The guidelines for the new edition of the Directory of Rare Books and Special Collections ask libraries to indicate how many printed books they hold from each century. I didn’t know how the Fellows’ Library measured up but I was keen to find out, so I asked the Oxford University cataloguing team to extract the dates of our books from the SOLO catalogue and set my graduate trainee to explore.
Even allowing for the fifth of the collection which is still to be catalogued, the figures demonstrate that the seventeenth-century Fellows’ Library houses an overwhelmingly seventeenth-century collection. This ties in with our knowledge that the libraries of four Principals of the College, and of Lord Herbert of Cherbury, were presented during the 1600s.
We also took the opportunity to explore the geographical origins of the books and their languages. Just under half the books are in Latin – more than one visitor has been disappointed to learn that OPERA on the spine merely means ‘works’ – and a third are in English, which is no surprise but useful confirmation. Cataloguing by the Early Printed Books Project prioritised books from continental Europe, so the true proportion of English-language books may be somewhat higher.

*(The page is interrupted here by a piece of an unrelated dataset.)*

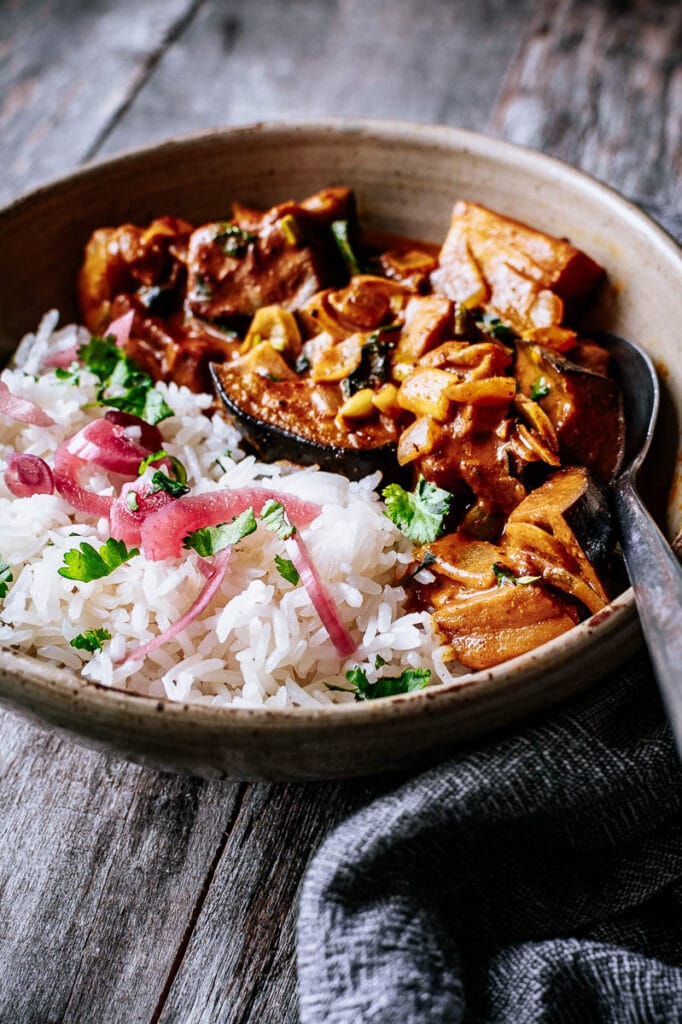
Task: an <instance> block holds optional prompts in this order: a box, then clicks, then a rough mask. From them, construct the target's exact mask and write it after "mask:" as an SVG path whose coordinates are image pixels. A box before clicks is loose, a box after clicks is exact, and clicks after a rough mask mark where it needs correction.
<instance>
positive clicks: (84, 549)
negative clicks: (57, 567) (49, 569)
mask: <svg viewBox="0 0 682 1024" xmlns="http://www.w3.org/2000/svg"><path fill="white" fill-rule="evenodd" d="M138 554H139V550H138V549H137V548H130V550H129V549H128V548H126V546H125V544H124V543H123V541H115V540H114V538H113V537H110V539H109V540H108V541H106V543H105V544H102V546H101V547H100V549H99V551H95V549H94V548H93V547H92V545H91V544H88V543H87V542H86V541H84V542H83V543H82V544H81V546H80V548H72V549H71V551H67V552H65V556H63V565H62V566H61V568H60V569H57V572H58V573H59V575H60V577H63V578H65V580H78V581H79V582H80V583H90V582H91V581H92V580H101V579H102V578H103V577H106V575H110V574H111V573H112V572H113V571H114V569H118V567H119V566H120V565H123V564H124V562H127V561H128V560H129V559H131V558H133V557H134V556H135V555H138Z"/></svg>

Similarly as expected, the overwhelming majority of books were printed in western Europe and Italy. It seemed at first that we owned one book printed in Turkmenistan, but this sadly turned out to be the result of a cataloguing error (the code for Turkmenistan is ‘tk’, which should have been ‘stk’ for Scotland).

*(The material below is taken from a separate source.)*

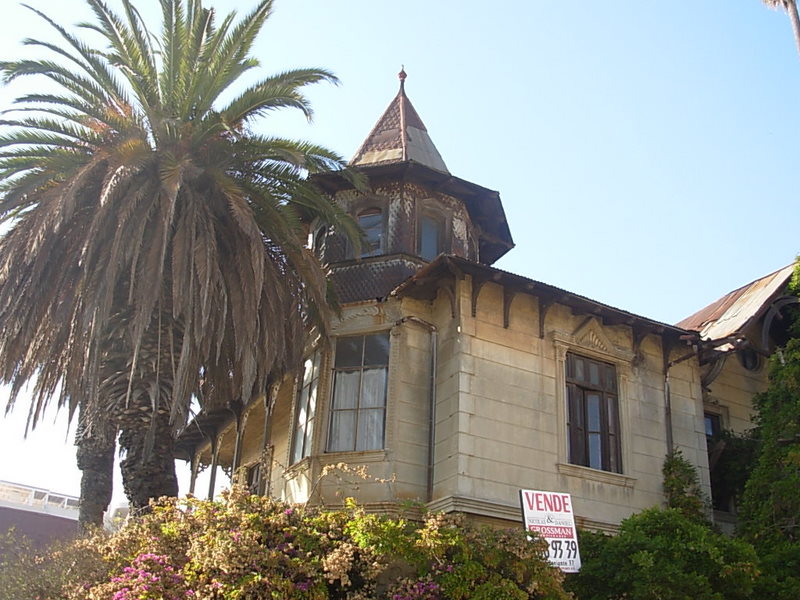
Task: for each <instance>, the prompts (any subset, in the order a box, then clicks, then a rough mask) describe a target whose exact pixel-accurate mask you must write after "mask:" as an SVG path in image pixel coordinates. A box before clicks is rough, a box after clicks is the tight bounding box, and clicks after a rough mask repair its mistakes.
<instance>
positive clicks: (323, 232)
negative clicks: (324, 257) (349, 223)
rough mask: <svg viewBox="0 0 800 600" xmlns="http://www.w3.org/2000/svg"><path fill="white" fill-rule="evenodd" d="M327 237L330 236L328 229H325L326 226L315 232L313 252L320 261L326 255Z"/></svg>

Summarising the contents of the Fellows’ Library for the forthcoming Directory has been a spur to quantify our implicit knowledge of the collections. We look forward to refining the picture as funding is identified for completing the catalogue. In the meantime, publication of the Directory will allow us to compare and contextualise our holdings with those of other college libraries in Oxford and Cambridge and other institutions of the same era.